Fox News channel was formed on 7th October 1996 by Rupert Murdoch and GOP strategist Roger Ailes. It was established to counter the apparently pro-democratic sentiment by the likes of CNN International. The agenda was clear – push the Republican Party agenda.
Sol Plaatjie's agenda for establishing his newspaper "Koranta ya Becoana" in 1901 and "Tsala ya Batho" in 1910 was very clear. His agenda was to highlight issues of great concern to Africans, such as racism, injustice, exploitation and ultimately land restitution.
Much of what you can or cannot do might well depend on why the media house you are attached to was established, who really controls it and what agenda they would really want you to push or you are allowed to push.
It is important that our media be free from all wrongdoing and corrupt powers. Even at the risk of losing your job, muster the courage to expose and hold all centres or repositories of power to account.
When that is so, then corruption in both the public and private sector would be uprooted and good corporate and public sector governance would be realisable. The wealth of South Africa and of Africa would at long last benefit her citizens. And Africa would be truly free from the neo-colonialism that has been enabled by double-standards and negative self-serving narratives in some reporting. Don't ignore, justify or forgive some quickly, while spending months or years on similar wrongs by others.
Racism, corruption and crime in general, unconscionable economic exploitation of Africa, the exclusion of indigenes from meaningful participation in the mainstream economy, and the virtual landlessness of the indigenes. Who is writing about these things and waging a relentless campaign against them? Should we be seeking to define transformation as if it is too complex a concept or project to understand? Are we as angry about private sector corruption, fronting, tax evasion, the destruction of the African environment, dishonouring social responsibility contracts as we are about public sector corruption or wrongdoing? If not, why? We have been here for too long. Now is the time to act against all injustice, prejudice, self-serving agendas and disunity.

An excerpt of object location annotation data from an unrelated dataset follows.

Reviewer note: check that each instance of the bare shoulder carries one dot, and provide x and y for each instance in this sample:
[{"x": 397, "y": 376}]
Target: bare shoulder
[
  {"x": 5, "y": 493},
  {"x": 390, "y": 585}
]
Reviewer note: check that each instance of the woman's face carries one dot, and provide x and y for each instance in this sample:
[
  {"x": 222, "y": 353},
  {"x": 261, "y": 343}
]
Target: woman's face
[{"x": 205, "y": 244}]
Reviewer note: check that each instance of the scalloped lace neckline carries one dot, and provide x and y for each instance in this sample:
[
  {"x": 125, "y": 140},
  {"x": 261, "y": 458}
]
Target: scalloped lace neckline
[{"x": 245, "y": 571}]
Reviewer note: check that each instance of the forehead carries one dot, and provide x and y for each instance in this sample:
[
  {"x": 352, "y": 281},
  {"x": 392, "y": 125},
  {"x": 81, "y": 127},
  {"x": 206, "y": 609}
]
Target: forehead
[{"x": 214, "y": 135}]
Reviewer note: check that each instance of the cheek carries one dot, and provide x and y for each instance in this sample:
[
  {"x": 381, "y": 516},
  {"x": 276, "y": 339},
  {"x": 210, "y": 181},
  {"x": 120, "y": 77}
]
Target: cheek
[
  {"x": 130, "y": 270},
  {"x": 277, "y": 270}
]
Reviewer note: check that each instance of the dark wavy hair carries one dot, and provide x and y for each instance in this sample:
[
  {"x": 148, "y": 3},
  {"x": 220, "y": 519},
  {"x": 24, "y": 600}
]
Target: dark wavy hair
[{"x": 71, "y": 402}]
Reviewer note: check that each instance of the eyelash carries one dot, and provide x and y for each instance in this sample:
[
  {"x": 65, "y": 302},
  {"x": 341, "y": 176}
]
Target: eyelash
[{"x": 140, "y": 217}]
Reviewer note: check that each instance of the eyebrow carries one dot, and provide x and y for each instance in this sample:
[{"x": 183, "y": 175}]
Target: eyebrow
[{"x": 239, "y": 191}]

It is important that the media be courageous and free to expose and hold all power to account. This way, South Africa and Africa will be genuinely free of the crushing dominance that yielded grinding inter-generational poverty engineered by Lord Macaulay and all those like-minded people and entities, still alive and determined, who took over from them.
I thank you all.
- Mogoeng is Chief Justice of the Constitutional Court of South Africa. This speech was made at the annual Sanef Nat Nakasa Awards.